What Is an Astroblastoma?

Astroblastoma is the most malignant astrocytic tumor, which is composed of poorly differentiated tumorous astrocytic cells. Histological features include cell polymorphism, nuclear atypicalness, high mitotic activity, vascular thrombosis, microvascular hyperplasia, and necrosis. Glioblastoma mainly affects adults and occurs in the cerebral hemisphere. Glioblastoma can develop from WHO grade II of diffuse astrocytoma (secondary glioblastoma), but more commonly a primary glioblastoma with a short clinical history and no low premalignant lesions Cell tumor. [1]

Astroblastoma

Astroblastoma is the most malignant astrocytic tumor, which is composed of poorly differentiated tumorous astrocytic cells. Histological features include cell polymorphism, nuclear atypicalness, high mitotic activity, vascular thrombosis, microvascular hyperplasia, and necrosis. Glioblastoma mainly affects adults and occurs in the cerebral hemisphere. Glioblastoma can develop from WHO grade II of diffuse astrocytoma (secondary glioblastoma), but more commonly a primary glioblastoma with a short clinical history and no low premalignant lesions Cell tumor. [1]

Astroblastoma incidence

Astroblastoma is the best tumor in the brain, accounting for 12% to 15% of intracranial tumors and 50% to 60% of astrocytomas.
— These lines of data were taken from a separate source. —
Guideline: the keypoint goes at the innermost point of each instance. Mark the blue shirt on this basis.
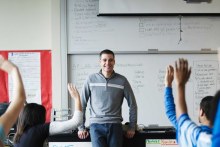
(216, 130)
(189, 134)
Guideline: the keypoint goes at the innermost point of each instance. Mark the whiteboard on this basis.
(88, 32)
(145, 72)
(158, 6)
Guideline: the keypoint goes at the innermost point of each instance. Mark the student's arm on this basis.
(10, 116)
(182, 74)
(168, 97)
(62, 126)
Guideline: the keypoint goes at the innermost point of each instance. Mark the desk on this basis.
(139, 139)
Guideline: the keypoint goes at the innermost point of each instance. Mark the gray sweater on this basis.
(106, 97)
In most European and North American countries, 2-3 new cases per 100,000 are added each year.

Astroblastoma pathology

1. Macroscopic view: The tumor is limited, soft and fragile, and the cut surface is red or gray-red, showing invasive growth, but the tumor boundary is visible to the naked eye. Most tumors are parenchymal, with cystic changes, small lesions of bleeding and necrosis, and rarely calcification.
2. Light microscope: under light microscope, the tissue morphology is close to that of glioblastoma, but the polymorphism is not outstanding. Tumor cells are abundant, and their main constituent cells are astroblasts. Tumor cells are arranged around blood vessels, showing pseudovascular chrysanthemum-like or radial arrangements around the blood vessels. The blood vessels are rich, the wall thickness is different, and the cells are often glassy. Multinucleated cells, astrocytes and glioblasts are also common in tumors. Tumor tissue away from blood vessels is often present.
Electron microscopy and tumor markers are characteristic of astrocytomas. The clinical features of astroblastoma are between astrocytoma and glioblastoma. It grows faster than astrocytomas, with an average disease duration of 1 to 20 months. Cerebellar astroblastoma has a shorter disease course than cerebral astroblastoma because it causes obstructive hydrocephalus. Symptoms include increased intracranial pressure and focal brain dysfunction, which are not significantly different from other intracranial tumors. It is often difficult to distinguish from astrocytoma before surgery. Treatment is similar to astrocytoma, but the prognosis is poor.

Astroblastoma symptoms

Clinical manifestations in adults often have epilepsy first, gradually appear paralysis, aphasia, mental changes, and then increase intracranial pressure. Most children first show increased intracranial pressure.

Astroblastoma signs

Except for diffuse astrocytoma or anaplastic astrocytoma secondary to WHO class ll, the history is usually short (more than half <3 months). Often manifested as non-specific neurological dysfunction, such as epilepsy, headache, and personality changes. The most dangerous of these is the rapid increase in intracranial pressure. Neuroimaging CT examinations typically show irregular intracranial lesions, with low-density necrosis areas in the center after enhancement, and ring-shaped enhanced shadows in the periphery. On the MRI T1W image, the ring-shaped enhanced shadow around the tumor is not the outer edge of the tumor, but the area of vigorous cell proliferation and high-density blood vessels. Infiltrated glioma cells can be strengthened within and outside the tumor's periphery 2cm. On T2W, the ring-shaped enhancement zone is wider, the border is unclear, and it overlaps with angioedema. In PET, local glucose consumption is closely related to tumor cell composition and survival.

Astroblastoma test

Skull X-ray plain film: mainly separation of cranial sutures and increased finger pressure marks. The tumors on the surface of the cerebellar hemisphere showed thinning and erosion of the occipital squamous scale on the affected side. In this group, 4.3% had tumor calcified plaques.
Ventricular angiography: In addition to the symmetrical expansion of the lateral ventricle and the third ventricle, the forward deflection of the aqueduct and the displacement of the fourth ventricle to the healthy side are characteristics of cerebellar hemisphere tumors.
CT examination: low density shadows in the cerebellar hemisphere or midline area can be seen. Astrocytoma grade I can be strengthened without injection, and grade II to III can be strengthened. Some of them show multiple low-density in high density (ie, the sac is inside the tumor), and some have high-density tumor nodules at the edge of the low-density area (ie, the tumor is in the sac). This sign often helps to treat the qualitative.